Ritual as the habitual

To follow up my last post, I opened up over breakfast the NYT "T" Sunday supplement. Glossy testament to consumer lure, this pulp alternates homage to jewel-bedecked or heel-fitted beauties with a few articles, mostly about designers and the fourth homes they inhabit in venerable or exotic locations. Still, sometimes in rapidly skimming the pages, I find a bit of  lit-crit or cultural comment.

Emily Witt contributes a "Sign of the Times" column, "The Year of Magical Thinking." You can figure how many ads this has in that my print copy has this at page 63 as the first "journalism" inside. She begins by noting the palo santo fragrance wafting all over the Brooklyn bars and gallery openings. She credits its "sudden popularity" to a "yearning for ritual and ceremony in everyday life."

While my workplace lacks rose quartz crystals in any colleague's cubicle that Witt offers as examples of "believing in magic," I have for a few years now pinned up on one wall a few Tibetan prayer flags to brighten my grey space. They lack any wind to carry their petitions skyward, unless I turn on my little fan in the summer when the a/c fails. I have no idea how many whom I know have an I Ching app on an iPhone, but I know of a few cyber-friends who trust their star signs and trust in charts.

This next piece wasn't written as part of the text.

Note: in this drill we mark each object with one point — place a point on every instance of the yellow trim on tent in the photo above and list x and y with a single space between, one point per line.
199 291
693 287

Witt claims: "It is no longer taboo to toss aside skepticism and trust the unverifiable." Perhaps in NYC, but certainly my Catholic friends and family never stopped this, at least on the surface and for many, within their souls. But as Witt explains, the "lack of religious faith so prevalent in our age is an anomaly in history." She continues: "Magic, which usually does not demand faith in a particular deity, or the sometimes exclusionary imperatives of organized religion, allows people to access a sense of the miraculous on the level of the quotidian. The desire to submit to the cosmos, to believe in phenomenal occurrences and to blame a late subway on the trajectories of stars across the firmament comes from a deep-rooted, perhaps inherent human interest in surrendering to destiny." Well-stated.

About "appeals to reason," Witt rationalizes that the holidays can put this perpetual debate in perspective. Without "losing common sense," we indulge in the hanging of mistletoe, the wrapping of gifts, the tree of green cut or the hanukkiah of wicks lit, the wreath of Advent and the solstice candle. Even more party-going signals our draw towards celebration in dark nights. "All the better to partake in these rituals informed by a deep faith in the existence of miracles." And for those of us within which we witness this battle between brain and spirit, soul and mind, we too capitulate to tradition.

P.S. An image search for "ritual" emanates into, first, lots of shadowy pentacles, circles, and candles. Not a big fan of this band, but I figured this connected with the roots around me, born in East L.A.